The third generation Atego was introduced in 2013 with gross vehicle weight ranging from 6.5 t to 16 t. It was made available with seven new engines based on the inline four-cylinder OM 934 model with 5.1 L displacement and inline six-cylinder OM 936 model with 7.7 L displacement. Performance for the four new OM 934 engines range from 115 kW to 170 kW and for the three new OM 936 engines from 175 kW to 220 kW. The engines conform to the Euro VI emissions standard and feature common rail injection, cooled exhaust gas recirculation, an exhaust box with an integrated selective catalytic reduction system and closed particulate filter. The trucks are available with six or eight speed Mercedes PowerShift 3 automatic transmission and six- or nine-speed power-assisted manual transmissions. Electronic stability control is also available along with a permanent magnet retarder. Furthermore, it features a newly designed bumper with integrated daytime running lamps.

==Motorsport==
===Race truck===
Race truck versions of the trucks are called Mercedes-Benz Race Truck. Built by LARAG in the Eastern Switzerland canton of St. Gallen. The race trucks have competed in the ADAC Truck Grand Prix and the NRW Truck Cup.

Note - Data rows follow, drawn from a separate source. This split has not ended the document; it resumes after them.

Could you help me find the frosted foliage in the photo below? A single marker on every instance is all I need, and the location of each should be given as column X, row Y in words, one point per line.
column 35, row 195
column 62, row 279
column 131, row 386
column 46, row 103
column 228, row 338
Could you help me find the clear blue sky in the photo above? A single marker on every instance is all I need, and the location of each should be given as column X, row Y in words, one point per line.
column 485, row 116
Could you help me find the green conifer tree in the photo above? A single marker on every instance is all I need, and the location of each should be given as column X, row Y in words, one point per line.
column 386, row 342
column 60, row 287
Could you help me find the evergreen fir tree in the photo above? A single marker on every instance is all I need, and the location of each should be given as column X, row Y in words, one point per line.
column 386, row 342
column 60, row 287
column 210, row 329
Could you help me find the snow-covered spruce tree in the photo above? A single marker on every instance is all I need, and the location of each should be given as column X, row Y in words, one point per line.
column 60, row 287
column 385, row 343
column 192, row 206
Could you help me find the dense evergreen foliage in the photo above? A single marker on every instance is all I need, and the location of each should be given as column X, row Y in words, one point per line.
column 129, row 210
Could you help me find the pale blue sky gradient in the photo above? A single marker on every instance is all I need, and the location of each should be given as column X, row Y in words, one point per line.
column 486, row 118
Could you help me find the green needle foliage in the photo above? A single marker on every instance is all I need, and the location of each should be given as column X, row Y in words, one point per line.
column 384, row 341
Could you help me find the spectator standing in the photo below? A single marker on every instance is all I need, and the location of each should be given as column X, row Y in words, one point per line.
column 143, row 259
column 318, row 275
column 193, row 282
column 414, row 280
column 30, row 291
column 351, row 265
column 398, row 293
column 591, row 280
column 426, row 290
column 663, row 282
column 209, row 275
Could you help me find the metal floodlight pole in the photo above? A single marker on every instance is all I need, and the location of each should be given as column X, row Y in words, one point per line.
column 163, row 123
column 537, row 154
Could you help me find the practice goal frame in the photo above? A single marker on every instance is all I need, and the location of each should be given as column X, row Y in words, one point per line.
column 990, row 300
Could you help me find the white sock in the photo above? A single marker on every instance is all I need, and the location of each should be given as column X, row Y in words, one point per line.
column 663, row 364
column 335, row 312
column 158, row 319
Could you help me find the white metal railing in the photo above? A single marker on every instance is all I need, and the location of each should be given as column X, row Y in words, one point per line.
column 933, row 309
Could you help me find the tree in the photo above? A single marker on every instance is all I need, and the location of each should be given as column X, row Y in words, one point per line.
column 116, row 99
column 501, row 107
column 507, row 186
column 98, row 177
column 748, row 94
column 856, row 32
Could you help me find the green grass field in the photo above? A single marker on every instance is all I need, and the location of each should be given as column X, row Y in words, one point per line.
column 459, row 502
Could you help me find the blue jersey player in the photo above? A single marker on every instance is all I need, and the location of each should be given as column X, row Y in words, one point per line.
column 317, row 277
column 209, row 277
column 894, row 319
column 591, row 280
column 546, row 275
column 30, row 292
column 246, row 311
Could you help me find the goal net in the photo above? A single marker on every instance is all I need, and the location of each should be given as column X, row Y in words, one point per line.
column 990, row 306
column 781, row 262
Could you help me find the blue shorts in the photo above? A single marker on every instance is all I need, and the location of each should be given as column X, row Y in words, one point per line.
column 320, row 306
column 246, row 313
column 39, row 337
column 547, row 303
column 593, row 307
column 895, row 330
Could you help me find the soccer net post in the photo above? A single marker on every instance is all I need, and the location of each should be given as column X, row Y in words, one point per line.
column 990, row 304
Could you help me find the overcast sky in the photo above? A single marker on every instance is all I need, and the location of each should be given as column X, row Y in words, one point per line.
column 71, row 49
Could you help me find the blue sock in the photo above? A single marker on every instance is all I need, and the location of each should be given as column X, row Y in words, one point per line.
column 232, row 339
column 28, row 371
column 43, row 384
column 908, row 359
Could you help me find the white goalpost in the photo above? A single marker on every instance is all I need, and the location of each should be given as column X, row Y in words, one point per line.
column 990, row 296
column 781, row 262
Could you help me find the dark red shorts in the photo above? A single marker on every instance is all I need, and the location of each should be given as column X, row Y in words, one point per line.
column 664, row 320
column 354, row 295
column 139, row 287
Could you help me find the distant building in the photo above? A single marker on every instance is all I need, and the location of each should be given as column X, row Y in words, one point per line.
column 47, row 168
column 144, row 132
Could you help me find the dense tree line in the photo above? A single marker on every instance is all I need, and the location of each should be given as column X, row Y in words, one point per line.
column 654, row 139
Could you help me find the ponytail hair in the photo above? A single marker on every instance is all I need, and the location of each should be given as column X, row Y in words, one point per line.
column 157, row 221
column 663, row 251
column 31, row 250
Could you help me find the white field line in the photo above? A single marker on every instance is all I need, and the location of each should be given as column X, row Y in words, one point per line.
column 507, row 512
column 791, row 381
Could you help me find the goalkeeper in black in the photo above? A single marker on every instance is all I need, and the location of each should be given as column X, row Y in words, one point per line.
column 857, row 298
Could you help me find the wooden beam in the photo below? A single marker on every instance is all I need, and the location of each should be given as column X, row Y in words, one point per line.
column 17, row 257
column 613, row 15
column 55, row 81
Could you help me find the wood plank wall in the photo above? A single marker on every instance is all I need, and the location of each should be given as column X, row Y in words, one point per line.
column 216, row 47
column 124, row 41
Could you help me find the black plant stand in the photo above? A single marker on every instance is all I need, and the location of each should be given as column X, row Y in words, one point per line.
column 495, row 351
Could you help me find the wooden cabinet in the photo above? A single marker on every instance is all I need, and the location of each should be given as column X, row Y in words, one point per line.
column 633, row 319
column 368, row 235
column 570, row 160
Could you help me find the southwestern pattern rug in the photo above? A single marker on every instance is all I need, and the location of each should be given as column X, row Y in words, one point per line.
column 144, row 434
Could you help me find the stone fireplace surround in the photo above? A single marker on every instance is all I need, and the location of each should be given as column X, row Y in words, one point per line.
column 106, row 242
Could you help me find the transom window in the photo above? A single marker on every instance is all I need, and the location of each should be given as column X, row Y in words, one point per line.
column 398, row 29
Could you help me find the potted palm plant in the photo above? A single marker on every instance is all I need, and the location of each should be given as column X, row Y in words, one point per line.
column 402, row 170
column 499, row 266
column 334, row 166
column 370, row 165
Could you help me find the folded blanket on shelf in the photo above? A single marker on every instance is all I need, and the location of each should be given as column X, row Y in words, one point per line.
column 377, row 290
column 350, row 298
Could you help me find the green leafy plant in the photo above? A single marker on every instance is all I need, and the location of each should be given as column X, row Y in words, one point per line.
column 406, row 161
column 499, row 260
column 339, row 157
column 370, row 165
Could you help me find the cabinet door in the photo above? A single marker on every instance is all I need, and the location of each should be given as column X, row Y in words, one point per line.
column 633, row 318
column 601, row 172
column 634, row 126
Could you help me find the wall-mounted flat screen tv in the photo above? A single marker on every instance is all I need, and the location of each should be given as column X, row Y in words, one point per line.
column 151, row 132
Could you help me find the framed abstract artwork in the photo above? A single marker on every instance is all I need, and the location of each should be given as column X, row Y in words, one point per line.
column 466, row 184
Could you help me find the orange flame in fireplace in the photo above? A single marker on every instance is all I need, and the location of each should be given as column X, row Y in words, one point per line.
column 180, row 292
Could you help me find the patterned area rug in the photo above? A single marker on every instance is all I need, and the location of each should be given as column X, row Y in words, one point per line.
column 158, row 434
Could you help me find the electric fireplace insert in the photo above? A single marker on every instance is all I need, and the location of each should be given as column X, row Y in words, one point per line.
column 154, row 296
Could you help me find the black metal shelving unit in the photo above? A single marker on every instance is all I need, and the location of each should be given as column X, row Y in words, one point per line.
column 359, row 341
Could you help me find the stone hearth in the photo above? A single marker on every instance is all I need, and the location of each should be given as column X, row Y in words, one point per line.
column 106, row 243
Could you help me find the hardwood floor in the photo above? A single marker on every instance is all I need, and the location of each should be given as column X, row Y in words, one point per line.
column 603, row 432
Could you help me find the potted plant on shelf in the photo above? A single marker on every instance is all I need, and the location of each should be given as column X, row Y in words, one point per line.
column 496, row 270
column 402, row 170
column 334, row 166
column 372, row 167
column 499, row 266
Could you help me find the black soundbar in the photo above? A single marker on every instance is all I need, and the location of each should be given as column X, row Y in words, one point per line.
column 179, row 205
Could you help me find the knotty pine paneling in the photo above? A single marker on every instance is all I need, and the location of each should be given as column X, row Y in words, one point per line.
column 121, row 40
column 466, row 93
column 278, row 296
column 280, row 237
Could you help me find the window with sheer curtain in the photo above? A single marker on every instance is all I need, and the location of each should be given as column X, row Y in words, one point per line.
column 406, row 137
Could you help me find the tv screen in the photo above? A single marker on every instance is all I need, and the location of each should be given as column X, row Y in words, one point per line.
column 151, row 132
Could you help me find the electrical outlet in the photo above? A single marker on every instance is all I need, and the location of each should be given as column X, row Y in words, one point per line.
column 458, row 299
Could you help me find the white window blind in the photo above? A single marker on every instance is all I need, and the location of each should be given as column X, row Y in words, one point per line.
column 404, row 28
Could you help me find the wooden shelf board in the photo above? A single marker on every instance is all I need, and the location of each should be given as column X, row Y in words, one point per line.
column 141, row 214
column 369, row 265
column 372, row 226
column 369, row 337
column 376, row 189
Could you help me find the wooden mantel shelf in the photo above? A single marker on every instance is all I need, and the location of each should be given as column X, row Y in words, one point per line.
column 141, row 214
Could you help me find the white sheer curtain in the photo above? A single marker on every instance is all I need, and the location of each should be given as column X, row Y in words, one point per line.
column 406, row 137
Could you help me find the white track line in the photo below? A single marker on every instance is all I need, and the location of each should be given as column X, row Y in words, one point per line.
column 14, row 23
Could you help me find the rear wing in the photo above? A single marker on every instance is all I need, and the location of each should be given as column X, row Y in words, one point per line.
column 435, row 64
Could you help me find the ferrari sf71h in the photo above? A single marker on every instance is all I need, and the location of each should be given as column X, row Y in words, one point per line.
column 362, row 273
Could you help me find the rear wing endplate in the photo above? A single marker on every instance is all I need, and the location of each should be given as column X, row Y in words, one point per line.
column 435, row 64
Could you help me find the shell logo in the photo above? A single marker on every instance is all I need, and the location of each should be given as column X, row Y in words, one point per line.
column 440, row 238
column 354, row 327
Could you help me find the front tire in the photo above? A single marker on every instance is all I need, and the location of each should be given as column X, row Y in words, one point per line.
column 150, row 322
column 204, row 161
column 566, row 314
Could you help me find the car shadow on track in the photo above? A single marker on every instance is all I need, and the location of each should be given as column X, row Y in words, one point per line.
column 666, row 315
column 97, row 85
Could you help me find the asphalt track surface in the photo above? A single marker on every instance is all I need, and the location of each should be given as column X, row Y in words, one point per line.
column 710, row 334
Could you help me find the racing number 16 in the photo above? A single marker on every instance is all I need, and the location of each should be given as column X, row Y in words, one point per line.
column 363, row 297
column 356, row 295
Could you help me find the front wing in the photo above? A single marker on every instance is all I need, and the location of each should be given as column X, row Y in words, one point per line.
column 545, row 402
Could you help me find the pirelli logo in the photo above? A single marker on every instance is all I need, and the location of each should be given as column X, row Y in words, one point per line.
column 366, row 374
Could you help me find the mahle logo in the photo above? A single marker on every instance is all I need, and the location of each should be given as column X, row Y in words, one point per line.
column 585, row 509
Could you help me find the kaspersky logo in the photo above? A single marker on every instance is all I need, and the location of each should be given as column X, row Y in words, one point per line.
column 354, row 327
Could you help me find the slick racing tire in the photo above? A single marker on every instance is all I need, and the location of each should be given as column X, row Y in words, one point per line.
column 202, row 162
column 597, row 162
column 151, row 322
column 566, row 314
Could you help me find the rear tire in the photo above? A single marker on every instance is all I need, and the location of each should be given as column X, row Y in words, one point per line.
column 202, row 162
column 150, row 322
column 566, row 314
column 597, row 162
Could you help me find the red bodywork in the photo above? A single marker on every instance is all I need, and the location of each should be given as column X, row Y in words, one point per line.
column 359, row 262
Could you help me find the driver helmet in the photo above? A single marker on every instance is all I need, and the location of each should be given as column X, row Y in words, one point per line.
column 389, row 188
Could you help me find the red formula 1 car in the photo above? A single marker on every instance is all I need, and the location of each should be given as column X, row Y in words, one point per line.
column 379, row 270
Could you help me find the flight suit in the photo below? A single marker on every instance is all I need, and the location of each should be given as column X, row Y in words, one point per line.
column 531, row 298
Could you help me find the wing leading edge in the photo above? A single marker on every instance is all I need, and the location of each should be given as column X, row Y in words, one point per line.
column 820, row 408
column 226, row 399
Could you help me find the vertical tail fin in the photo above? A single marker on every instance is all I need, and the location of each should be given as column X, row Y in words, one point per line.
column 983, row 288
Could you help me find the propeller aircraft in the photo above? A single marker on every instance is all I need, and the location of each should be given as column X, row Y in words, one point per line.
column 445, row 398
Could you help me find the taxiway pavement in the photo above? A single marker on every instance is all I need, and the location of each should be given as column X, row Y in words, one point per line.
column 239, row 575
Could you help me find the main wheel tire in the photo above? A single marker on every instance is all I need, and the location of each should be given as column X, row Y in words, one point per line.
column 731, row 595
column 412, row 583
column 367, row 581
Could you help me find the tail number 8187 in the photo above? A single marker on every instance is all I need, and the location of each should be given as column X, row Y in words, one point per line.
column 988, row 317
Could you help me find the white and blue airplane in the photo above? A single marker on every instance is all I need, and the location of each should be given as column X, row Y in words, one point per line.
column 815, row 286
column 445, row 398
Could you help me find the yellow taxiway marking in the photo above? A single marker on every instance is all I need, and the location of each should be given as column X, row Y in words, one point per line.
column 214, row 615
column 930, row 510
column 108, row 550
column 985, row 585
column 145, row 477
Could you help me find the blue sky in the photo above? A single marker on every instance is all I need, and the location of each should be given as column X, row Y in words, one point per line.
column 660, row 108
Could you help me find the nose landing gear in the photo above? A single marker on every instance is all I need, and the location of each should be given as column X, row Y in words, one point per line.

Ludovic Faure won the FIA European Truck Racing Championship in 1998 using an Atego Renntruck. FIA ETRC vehicles develop 1200 hp and 5,600 Nm of torque. Minimum weight is 5400 kg, and the trucks have 6-speed ZF transmissions, with water-cooled disc brakes. This gives a similar power-to-weight ratio as a World Rally Car.

===Rally Raid===
In 2008, a Mercedes-Benz Atego 1725 race truck took a part in the Brazilian rally raid Rally dos Sertões. The vehicle won this rally in its class (T4.2, for trucks with full weight from 4801 to 5800 kg). This truck develops more than 400 hp and torque of 1800 Nm.